Simulated Evolution on the PICO-8
2 days ago
- #Game Development
- #PICO-8
- #Simulated Evolution
- The author was burnt out from previous articles and took a break to work on a simple PICO-8 project, porting Simulated Evolution.
- The simulation was adapted from earlier C/assembly implementations into PICO-8's Lua dialect, with design changes such as using separate BORN and DIED tables for bug management.
- To efficiently track and render plankton without extra arrays, screen memory was utilized as real memory by mapping a 150×100 world onto a 128×128 spritesheet using custom coordinate functions.

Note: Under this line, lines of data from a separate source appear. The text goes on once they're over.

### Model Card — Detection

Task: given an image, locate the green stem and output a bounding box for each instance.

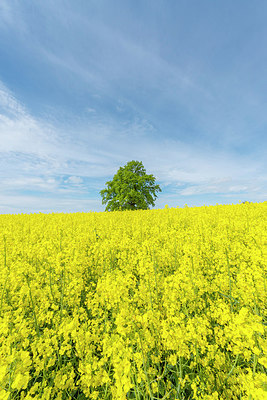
[253,353,257,378]
[60,265,66,323]
[3,235,7,267]
[225,354,239,382]
[176,356,183,397]
[0,275,8,318]
[49,263,55,302]
[225,249,233,313]
[26,277,40,337]
[137,329,154,399]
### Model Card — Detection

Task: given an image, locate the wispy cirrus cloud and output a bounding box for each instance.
[1,80,266,213]
[0,1,266,212]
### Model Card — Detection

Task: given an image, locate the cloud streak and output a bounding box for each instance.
[0,80,266,213]
[0,2,266,212]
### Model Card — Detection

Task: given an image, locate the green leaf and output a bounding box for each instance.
[99,160,161,211]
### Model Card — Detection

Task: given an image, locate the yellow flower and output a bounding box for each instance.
[12,372,30,390]
[0,202,266,399]
[168,353,177,366]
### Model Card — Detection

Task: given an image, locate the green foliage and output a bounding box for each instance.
[100,160,162,211]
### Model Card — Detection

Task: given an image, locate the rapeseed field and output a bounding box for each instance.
[0,202,266,400]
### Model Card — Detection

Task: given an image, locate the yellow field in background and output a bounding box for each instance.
[0,202,266,399]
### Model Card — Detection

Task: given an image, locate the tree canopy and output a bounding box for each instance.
[100,160,161,211]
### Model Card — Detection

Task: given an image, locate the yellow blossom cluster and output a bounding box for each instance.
[0,202,266,399]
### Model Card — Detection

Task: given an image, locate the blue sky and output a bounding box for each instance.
[0,0,266,213]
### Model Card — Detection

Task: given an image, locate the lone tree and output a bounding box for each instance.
[100,160,161,211]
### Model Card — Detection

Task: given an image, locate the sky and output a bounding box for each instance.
[0,0,266,214]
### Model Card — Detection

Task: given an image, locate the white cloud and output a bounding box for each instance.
[0,81,266,213]
[2,176,58,191]
[0,193,100,214]
[65,176,83,185]
[180,182,251,196]
[0,82,26,116]
[0,82,59,157]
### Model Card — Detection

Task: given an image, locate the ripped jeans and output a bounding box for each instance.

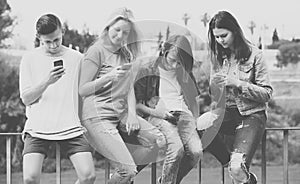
[206,108,266,169]
[82,115,165,184]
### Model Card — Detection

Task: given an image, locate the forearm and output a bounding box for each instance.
[238,81,273,103]
[136,103,163,118]
[21,80,49,106]
[79,75,112,97]
[127,85,137,116]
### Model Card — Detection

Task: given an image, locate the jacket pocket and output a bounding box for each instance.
[239,64,254,82]
[240,64,253,72]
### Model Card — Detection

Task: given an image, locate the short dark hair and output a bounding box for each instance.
[34,14,62,47]
[36,14,62,35]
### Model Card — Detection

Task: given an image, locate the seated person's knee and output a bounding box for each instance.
[228,152,249,183]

- Scrolling was implemented easily using PICO-8's CAMERA and CLIP commands to handle the large world not fitting entirely on-screen.
- PICO-8's 16-bit signed integer limit was circumvented by using its 32-bit fixed-point numbers and adjusting values, with bit shifts accommodating fractional values.
- A Garden of Eden feature was added via the MENUITEM() facility for the pause menu, allowing toggling and simulation resets without rebooting.
- Graphical data was generated externally with Python, though initial hex formatting issues corrupted map data silently; PICO-8's IMPORT command helped with spritesheet and label imports.
- The simulation runs efficiently at 60Hz using only 60% CPU, but lacks custom seeds due to reliance on built-in RNG and no keyboard input for convenience.
- The finished cartridge includes steganographically encoded program art, with source available on GitHub and added to the SimEvo project collection.